After several press releases, various heads up and the many giddy emails I've received, it's clear that the Patrick Administration has just undone a bit of ugliness of the Romney Administration by adding The Commonwealth of Massachusetts' long overdue stamp of approval to the Cape Wind project. There are still several hurdles to clear and some of them more daunting than this one, but as a scandal per day unfolds in Washington, perhaps energy prudency will have a shot there too.
The Grown-ups-in-charge report from the front page of today's Boston Globe on the flip...
Environmental Affairs Secretary Ian Bowles concluded yesterday that the wind farm developer's final environmental impact report complies with state environmental law and that the project's environmental benefits will offset its negative impact. The wind farm would produce so much clean energy, displacing power now produced by burning climate-warming fossil fuels, that it would be tantamount to taking 175,000 cars off the road, Bowles said.
"Global climate change, sea level rise, dependence on foreign oil, and the health impacts of local and regional air pollution create an urgent need for sustainable alternatives to energy produced from fossil fuels," Bowles wrote in the state's certificate approving the Cape Wind project. "While new technologies are not without impacts themselves, these pale in comparison to the scale of impacts that continued fossil fuel emissions will have on the environment of Massachusetts."

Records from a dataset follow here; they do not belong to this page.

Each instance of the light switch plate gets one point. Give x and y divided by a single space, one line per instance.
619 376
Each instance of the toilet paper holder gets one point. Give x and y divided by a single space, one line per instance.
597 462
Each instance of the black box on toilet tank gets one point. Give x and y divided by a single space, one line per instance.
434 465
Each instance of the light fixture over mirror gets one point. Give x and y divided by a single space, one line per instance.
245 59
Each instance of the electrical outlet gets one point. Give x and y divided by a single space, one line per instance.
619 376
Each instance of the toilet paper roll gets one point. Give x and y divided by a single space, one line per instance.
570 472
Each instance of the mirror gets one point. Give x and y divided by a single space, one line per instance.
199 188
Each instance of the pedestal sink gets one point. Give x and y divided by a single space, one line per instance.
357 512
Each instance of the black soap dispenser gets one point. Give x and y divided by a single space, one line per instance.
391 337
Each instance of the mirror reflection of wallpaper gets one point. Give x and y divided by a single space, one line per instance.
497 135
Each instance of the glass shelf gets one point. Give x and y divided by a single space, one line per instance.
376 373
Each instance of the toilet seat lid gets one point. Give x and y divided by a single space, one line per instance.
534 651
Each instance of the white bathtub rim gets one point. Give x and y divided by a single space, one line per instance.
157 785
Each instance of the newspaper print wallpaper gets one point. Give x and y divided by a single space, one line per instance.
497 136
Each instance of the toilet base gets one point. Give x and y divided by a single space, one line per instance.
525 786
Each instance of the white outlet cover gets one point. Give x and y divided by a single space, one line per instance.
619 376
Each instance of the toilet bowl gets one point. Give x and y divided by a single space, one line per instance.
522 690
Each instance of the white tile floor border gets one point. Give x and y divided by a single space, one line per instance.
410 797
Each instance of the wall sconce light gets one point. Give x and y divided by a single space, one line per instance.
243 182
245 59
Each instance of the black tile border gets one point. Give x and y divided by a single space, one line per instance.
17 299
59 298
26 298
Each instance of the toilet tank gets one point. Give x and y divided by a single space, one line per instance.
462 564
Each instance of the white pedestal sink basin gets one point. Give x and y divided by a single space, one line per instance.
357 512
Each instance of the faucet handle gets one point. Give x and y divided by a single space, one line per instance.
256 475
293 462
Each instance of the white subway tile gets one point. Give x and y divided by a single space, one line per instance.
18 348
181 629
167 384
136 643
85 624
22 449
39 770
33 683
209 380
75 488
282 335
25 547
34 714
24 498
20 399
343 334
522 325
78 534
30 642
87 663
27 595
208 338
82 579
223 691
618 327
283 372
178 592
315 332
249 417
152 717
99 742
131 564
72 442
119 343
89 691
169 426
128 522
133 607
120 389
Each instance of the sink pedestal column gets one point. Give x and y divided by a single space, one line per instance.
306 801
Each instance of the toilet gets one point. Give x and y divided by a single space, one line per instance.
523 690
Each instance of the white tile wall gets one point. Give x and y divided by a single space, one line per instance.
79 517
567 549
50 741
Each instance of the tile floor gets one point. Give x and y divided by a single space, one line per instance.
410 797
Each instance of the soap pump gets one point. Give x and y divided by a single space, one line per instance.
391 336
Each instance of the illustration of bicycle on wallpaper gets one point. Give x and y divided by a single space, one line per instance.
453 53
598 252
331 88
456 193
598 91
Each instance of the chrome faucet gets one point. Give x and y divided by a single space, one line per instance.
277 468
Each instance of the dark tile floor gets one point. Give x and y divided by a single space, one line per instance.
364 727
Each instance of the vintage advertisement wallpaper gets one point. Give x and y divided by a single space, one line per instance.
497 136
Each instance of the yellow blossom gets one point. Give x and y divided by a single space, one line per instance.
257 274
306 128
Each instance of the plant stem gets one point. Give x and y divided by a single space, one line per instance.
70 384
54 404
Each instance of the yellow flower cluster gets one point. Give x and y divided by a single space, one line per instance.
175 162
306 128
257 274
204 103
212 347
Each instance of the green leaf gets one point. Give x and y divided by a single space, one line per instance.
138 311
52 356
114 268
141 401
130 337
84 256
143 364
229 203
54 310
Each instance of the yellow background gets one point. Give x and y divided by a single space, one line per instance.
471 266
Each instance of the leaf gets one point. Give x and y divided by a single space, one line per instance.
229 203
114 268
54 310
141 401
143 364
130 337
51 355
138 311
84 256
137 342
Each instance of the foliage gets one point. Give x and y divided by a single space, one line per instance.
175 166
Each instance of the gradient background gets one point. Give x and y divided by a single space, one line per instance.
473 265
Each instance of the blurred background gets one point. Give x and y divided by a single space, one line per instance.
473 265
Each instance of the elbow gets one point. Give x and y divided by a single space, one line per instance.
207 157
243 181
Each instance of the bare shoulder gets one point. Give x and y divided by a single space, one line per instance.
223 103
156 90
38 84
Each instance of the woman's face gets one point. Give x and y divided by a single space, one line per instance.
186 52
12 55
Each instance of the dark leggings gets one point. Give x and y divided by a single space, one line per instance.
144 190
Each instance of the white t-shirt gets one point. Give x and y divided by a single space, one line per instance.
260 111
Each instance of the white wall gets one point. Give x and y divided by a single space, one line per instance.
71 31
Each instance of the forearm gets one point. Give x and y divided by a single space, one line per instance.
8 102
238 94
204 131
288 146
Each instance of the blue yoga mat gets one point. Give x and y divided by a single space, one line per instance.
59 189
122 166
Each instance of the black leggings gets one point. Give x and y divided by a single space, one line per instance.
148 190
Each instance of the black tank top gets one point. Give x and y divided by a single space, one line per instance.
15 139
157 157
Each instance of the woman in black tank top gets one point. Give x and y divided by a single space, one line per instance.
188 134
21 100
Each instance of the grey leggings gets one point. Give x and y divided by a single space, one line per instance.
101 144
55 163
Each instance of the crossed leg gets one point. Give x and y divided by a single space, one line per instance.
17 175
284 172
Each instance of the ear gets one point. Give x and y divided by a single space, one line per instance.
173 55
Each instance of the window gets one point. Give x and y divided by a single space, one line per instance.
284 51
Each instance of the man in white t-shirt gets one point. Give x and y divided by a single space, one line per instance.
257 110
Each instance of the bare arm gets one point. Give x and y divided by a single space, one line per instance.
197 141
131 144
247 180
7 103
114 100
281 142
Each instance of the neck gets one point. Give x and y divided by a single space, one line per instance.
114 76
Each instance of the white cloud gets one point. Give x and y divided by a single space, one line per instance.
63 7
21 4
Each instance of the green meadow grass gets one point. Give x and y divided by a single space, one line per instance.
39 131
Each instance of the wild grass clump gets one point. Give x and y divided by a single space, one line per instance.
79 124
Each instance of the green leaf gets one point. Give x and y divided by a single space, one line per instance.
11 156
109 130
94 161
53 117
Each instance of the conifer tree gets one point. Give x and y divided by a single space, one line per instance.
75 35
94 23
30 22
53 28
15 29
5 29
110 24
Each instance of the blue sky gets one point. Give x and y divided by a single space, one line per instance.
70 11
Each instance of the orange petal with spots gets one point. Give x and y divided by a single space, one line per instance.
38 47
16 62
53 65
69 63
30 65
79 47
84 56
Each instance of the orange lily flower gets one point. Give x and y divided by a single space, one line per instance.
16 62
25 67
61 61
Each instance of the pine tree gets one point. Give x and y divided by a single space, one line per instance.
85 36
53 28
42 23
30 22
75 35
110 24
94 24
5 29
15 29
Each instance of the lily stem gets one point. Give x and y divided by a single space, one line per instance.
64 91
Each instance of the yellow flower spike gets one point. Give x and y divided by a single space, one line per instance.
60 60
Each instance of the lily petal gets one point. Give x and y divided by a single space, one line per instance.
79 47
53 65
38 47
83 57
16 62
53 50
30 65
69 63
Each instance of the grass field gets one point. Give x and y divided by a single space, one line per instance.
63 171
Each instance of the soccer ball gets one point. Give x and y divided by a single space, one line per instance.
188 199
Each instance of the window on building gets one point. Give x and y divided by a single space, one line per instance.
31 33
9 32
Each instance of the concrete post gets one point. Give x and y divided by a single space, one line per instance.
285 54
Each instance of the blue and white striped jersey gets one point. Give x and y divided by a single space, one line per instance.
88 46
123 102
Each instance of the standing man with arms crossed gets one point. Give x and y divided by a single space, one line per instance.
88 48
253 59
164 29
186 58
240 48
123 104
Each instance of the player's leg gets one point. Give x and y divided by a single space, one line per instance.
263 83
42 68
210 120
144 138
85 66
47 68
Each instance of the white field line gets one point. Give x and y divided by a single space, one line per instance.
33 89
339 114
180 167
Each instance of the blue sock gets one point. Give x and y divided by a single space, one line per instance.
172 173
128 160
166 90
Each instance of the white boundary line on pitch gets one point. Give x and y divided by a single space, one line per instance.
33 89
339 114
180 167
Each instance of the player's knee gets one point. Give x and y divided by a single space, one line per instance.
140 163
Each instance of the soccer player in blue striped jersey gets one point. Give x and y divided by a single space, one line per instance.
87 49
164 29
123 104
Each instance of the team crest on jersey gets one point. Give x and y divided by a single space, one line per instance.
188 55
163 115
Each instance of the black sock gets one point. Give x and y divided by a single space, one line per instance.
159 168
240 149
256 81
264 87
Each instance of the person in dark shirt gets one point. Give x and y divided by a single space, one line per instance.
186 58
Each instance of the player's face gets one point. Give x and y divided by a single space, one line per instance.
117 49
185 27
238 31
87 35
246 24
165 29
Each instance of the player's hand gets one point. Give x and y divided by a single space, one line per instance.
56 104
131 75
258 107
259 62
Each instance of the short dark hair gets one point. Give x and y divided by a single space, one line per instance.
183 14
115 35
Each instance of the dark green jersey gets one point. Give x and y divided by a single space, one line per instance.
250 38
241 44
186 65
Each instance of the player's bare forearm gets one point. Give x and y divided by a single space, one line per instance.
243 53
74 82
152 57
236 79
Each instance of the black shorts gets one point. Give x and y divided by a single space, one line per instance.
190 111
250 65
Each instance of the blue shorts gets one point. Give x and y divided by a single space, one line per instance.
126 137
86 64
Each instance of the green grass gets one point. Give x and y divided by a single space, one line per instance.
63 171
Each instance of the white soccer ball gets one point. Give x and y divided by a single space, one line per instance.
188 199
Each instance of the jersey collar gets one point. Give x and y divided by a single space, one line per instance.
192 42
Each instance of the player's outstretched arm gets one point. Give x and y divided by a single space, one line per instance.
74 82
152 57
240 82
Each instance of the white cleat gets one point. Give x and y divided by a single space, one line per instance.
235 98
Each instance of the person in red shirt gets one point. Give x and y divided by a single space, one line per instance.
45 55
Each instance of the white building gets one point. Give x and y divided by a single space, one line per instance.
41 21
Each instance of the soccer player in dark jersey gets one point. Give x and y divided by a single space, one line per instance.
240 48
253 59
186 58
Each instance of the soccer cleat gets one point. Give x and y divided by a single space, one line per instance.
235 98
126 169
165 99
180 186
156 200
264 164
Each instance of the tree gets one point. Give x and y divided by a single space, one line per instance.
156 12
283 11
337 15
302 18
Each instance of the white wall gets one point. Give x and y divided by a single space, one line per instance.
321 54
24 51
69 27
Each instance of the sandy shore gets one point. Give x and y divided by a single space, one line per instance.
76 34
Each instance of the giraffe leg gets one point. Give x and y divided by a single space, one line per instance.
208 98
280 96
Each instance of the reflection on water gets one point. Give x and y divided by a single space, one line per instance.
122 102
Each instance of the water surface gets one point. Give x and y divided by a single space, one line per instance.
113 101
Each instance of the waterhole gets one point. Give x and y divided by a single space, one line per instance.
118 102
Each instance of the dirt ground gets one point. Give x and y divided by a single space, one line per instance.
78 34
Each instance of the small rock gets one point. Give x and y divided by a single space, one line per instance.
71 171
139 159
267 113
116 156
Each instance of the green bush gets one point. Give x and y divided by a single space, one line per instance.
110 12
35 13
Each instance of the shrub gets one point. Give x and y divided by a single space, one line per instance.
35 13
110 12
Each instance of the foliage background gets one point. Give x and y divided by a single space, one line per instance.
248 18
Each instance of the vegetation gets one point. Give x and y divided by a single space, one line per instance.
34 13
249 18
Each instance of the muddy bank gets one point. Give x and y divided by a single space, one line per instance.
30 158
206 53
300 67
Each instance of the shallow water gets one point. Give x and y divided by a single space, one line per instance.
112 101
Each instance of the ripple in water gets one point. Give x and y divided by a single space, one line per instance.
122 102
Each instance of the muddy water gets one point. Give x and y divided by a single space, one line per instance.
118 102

Truth should be presumed but for all we've been through, it must be celebrated! Truth and prudent policy is why we voted Deval Patrick in and the GOP (finally) out. Don't get too carried away with your happy dance, there's more ahead. Here's what's in store:
The Interior Department plans to release a draft report next month, but will not finish its review until early next year. And well-funded opponents, who have dogged the project for six years, waging legal and political warfare in efforts to derail it, are likely to challenge the permits required to build the wind turbines off the Cape and Islands.
If you haven't followed the mess at Interior, it's not too late to catch up (from 7 days ago):
WASHINGTON (AP) - Former Deputy Interior Secretary J. Steven Griles pleaded guilty Friday to obstruction of justice in a Senate committee's investigation, becoming the highest-ranking Bush administration official convicted in the Jack Abramoff corruption scandal.
The former No. 2 official in the Interior Department admitted in federal court that he lied to the Senate about his relationship with convicted lobbyist Abramoff, who repeatedly sought Griles' intervention at the agency on behalf of Abramoff's Indian tribal clients.
And that's just the tip of a massive, corrupt, deseased, iceberg. Melting...melting...metaphorically melting...thanks in no small part to global warming...onward!